Если быть до конца честным, пела она ужасно.
— И как я сегодня? — спросила она.
Мы ехали в моей «Карманн-Гиа», двигаясь по кольцевому шоссе Люси-Сэкл. Часы в машине показывали время — 23:05. Викки сменила свое концертное платье на повседневную одежду; на ней была темно-синяя юбка, открытые лодочки на высоких шпильках, белая блузка и светло-голубой кардиган. Они сидела в довольно свободной позе, закинув ногу на ногу и нервно покачивая при этом ступней. В жизни кроме Викки мне приходилось знавать еще одного человека, которому приходилось выступать на публике. Это был студент университета в Нортверстерне, подрабатывавший по выходным в зале, где проводились кулачные бои. В его задачу входило развлекать публику в перерывах между поединками. После каждого такого выступления нервы у него были взвинчены до предела, и казалось, что он весь вибрирует, словно высоковольтный провод под напряжением. С Викки сейчас творилось нечто подобное, она сидела рядом со мной, и ее откровенно била дрожь. И это было мне на руку, потому что в тот день я рассчитывал наконец-то затащить ее в постель.

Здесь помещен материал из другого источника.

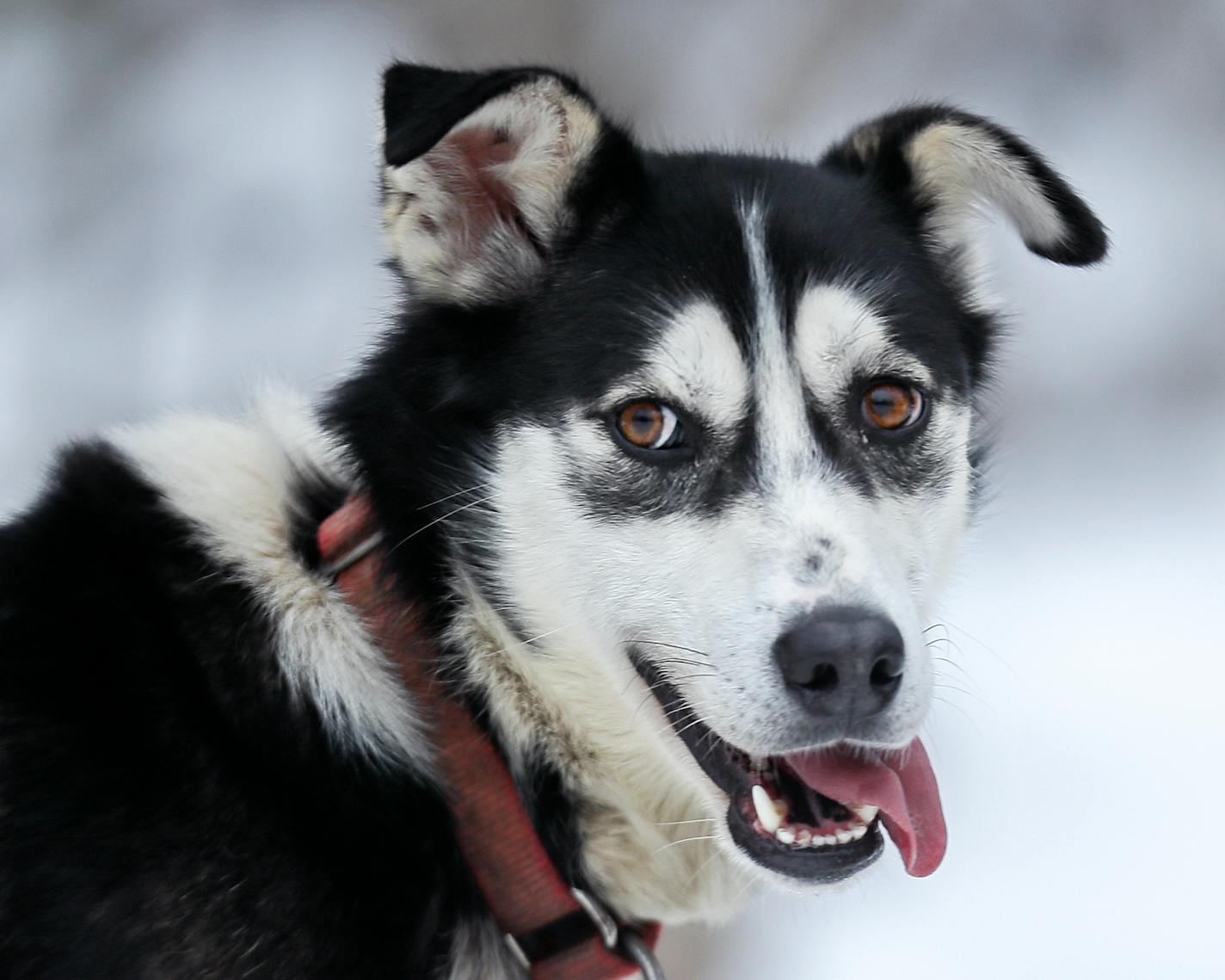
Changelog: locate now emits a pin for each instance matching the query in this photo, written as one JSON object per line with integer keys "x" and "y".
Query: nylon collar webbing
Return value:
{"x": 555, "y": 931}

— Ты были просто неотразима, — сказал я.
— Как ты думаешь, им понравилось?
— Конечно, они все были просто без ума от тебя, — ответил я.
— Я уже как-то подумала об этом, но, ведь нам не дано предугадать…
— А разве ты сама в этом не уверена?
— Нет, абсолютно нет.
— Но ведь ты же сама слышала, какие были аплодисменты, — продолжал я настаивать на своем.
— Да, сегодня они действительно много хлопали, — согласилась со мной Викки.